How 'Most' Real-World Product Development Works
Most product development actually runs on the research, instinct, and the experience of the person (or group of people) driving the product. Once built, it’s validated by real users. Great product leaders have strong instincts, know how to make useful assumptions, and can identify people who help fill in the gaps (and more importantly, tweak those assumptions rapidly when needed).
There are a lot of “in-betweens” too, but many end up being pretend work—weeks of discovery that could’ve been replaced by what Chatgpt can produce in an hour.
Discovery Is Important, But Not Always How It's Taught
That’s not to say discovery isn’t necessary. It just means there are other ways to do it than waiting for user interviews. One of them is the monolithic approach, where one person or a group of business owners drives discovery using everything they’ve got.

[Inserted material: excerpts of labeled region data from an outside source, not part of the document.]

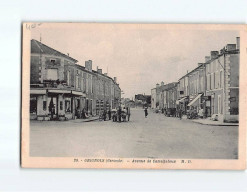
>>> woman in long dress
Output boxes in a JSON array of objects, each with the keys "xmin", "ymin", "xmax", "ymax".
[{"xmin": 144, "ymin": 107, "xmax": 148, "ymax": 118}]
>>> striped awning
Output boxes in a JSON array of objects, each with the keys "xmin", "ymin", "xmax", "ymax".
[
  {"xmin": 30, "ymin": 89, "xmax": 46, "ymax": 95},
  {"xmin": 188, "ymin": 94, "xmax": 202, "ymax": 106},
  {"xmin": 71, "ymin": 91, "xmax": 86, "ymax": 97},
  {"xmin": 48, "ymin": 89, "xmax": 71, "ymax": 94}
]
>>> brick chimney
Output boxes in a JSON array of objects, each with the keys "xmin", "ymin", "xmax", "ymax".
[
  {"xmin": 210, "ymin": 51, "xmax": 219, "ymax": 59},
  {"xmin": 98, "ymin": 68, "xmax": 102, "ymax": 74},
  {"xmin": 205, "ymin": 56, "xmax": 211, "ymax": 62},
  {"xmin": 85, "ymin": 60, "xmax": 92, "ymax": 71},
  {"xmin": 236, "ymin": 37, "xmax": 240, "ymax": 50},
  {"xmin": 225, "ymin": 44, "xmax": 236, "ymax": 51}
]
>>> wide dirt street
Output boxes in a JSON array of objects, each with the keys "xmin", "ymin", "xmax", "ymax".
[{"xmin": 30, "ymin": 109, "xmax": 238, "ymax": 159}]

Sadly, many designers trained in formal design courses don’t see this. They keep looking for “users” when there is no solution or business yet. They spend days defining the “right persona” when they could’ve just created multiple experiences for different personas instead. Many dismiss anything outside the structured process as “not real product practice”, forgetting that a lot of great products were built exactly this way.
And of course, this applies to product owners and other related roles just as much as it does to designers.
Instead of building the instinct to leap ahead with meaningful assumptions, they get tied to a process that only works in privileged setups.
Over the past year, I’ve taken more than 50 design interviews. Again and again, I saw candidates who couldn’t answer without a framework, couldn’t make a call by instinct when needed.
What they didn’t realise is, this ability to leapfrog understanding and land closer to the point is what real experience looks like. Not a certificate. Not the number of years you’ve been around.